Sorry for the delayed post, but I just caught this. Roon detected 768/512 for my DAC when it was in bridge mode too, but if I tried to upsample to DSD 512 in Roon the songs would just cycle through one after the other indicating incompatibility with the endpoint capabilities. It still does the same with the new firmware.
I’m pretty sure that with a bridge, Roon will always detect the capabilities of the attached DAC, but if there are other devices upstream that cannot handle that throughout Roon won’t play it. And although the device is now Roon Ready and is being detected by Roon as such, the bridge is still active in the audio settings—from what I understand from iFi the bridge is baked into the ZS hardware (either on a permanent BIOS, CMOS or the firmware architecture itself).
I think this bridge configuration is highly unique to how iFi navigated their Roon functionality with this prototype streamer, and may be without precedent. Typical Roon Ready devices don’t show a bridge in the signal path—they’re just endpoints unto themselves. Can’t say for sure, but given iFi’s history, something tells me that before they go any further trying to retrofit consumer demands into this iteration of the ZS they’ll just release a v2 or Signature version that is Roon Ready out of the gate, possibly with higher throughput, and jettison the bridge altogether.
Bill there are a number of requirements around visibility of of Signal path and how it works that apparently caused Hegel a lot of issues and maybe Primare as well. I for one never expected iFi to complete this work, but I am glad they did as it will give a small number of people the confidence to try these, especially in Roon only mode.
In terms of how it works and function, there is not a lot of difference in functionality that I see between Roon Bridge and Roon Ready. You now only get one device to select as opposed to having separate entries for USB and SPDIF, so that might be considered a slight loss of functionality though there is a way to swap that.
Yes and that’s exactly what they did for the last year.
iFI always said they were aiming for RR, but they said a lot of other stuff as well.
I think most of us user’s were shocked to see it finally released.
I can actually see the sense for Roon as it gives them a high quality low cost streamer that is available from the likes of Amazon that works really well and is not a DIY Pi based solution (I say this as someone with 5 Pi’s plugged in and running in the house)
IFI have made a lot of mis step’s with the marketing of this Stream, but it’s a great little device
Agreed, it’s terrific that they kept their promises.

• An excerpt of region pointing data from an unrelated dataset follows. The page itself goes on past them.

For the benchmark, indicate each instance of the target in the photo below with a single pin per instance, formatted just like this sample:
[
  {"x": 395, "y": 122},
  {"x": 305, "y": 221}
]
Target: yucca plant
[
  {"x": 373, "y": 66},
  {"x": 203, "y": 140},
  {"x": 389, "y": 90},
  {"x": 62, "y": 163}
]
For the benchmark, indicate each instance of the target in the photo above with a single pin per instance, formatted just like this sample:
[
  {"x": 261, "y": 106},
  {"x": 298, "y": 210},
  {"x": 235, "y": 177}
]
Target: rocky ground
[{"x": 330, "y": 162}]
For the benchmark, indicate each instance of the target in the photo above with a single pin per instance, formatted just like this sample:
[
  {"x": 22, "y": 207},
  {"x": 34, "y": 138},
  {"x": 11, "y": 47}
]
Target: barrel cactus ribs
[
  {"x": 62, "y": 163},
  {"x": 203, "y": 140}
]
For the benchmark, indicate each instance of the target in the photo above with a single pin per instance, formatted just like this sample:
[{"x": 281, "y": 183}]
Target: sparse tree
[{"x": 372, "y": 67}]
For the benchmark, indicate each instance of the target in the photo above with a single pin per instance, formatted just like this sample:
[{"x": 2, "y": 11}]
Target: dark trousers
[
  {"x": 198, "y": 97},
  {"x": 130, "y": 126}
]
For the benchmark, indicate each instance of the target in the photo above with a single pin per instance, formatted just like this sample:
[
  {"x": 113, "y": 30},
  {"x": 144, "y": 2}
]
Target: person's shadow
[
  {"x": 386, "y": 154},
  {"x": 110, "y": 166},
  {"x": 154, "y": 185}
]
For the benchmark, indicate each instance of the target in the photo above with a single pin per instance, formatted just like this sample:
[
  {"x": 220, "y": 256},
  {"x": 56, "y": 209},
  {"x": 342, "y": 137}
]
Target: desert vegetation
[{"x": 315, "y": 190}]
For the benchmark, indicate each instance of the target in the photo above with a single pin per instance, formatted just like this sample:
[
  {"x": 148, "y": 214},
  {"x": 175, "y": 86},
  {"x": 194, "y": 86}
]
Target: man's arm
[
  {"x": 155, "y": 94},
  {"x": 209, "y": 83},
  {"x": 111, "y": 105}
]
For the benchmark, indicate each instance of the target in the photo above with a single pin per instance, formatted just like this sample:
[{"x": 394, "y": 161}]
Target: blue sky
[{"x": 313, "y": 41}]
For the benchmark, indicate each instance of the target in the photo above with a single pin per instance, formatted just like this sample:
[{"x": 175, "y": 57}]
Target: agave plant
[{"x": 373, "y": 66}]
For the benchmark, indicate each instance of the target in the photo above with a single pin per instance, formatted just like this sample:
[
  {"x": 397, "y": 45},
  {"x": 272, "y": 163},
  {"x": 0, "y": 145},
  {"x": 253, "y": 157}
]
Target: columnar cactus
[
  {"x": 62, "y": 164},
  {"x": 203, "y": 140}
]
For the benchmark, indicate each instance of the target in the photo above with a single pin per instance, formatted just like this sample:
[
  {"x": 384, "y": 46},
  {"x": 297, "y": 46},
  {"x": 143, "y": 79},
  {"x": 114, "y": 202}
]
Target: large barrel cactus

Marantz claimed that their SACD 30N (also a streamer, $3000 price tag) would eventually be upgraded to Roon Ready in a future firmware release, and that was almost two years ago…
Yes, a difficult ten months for many, but given how the Zen Stream now seamlessly integrates with Roon, iFi’s $399 is the only honest price point I’ve seen anywhere in this market. it amazes me that folks are willing to shell out $3,000 for a streamer. What NAIM, Cambridge and Cocktail Audio charge for their streamer-only options is appalling. I get it if they have internal DACs, DSP options or other factors that could affect the sound signature, but streamer-only components lie strictly in the digital domain and have zero impact on the end result, unless they have very poor implementations that could introduce jitter into the signal path. And the ZS is designed explicitly to produce an unadulterated digital stream.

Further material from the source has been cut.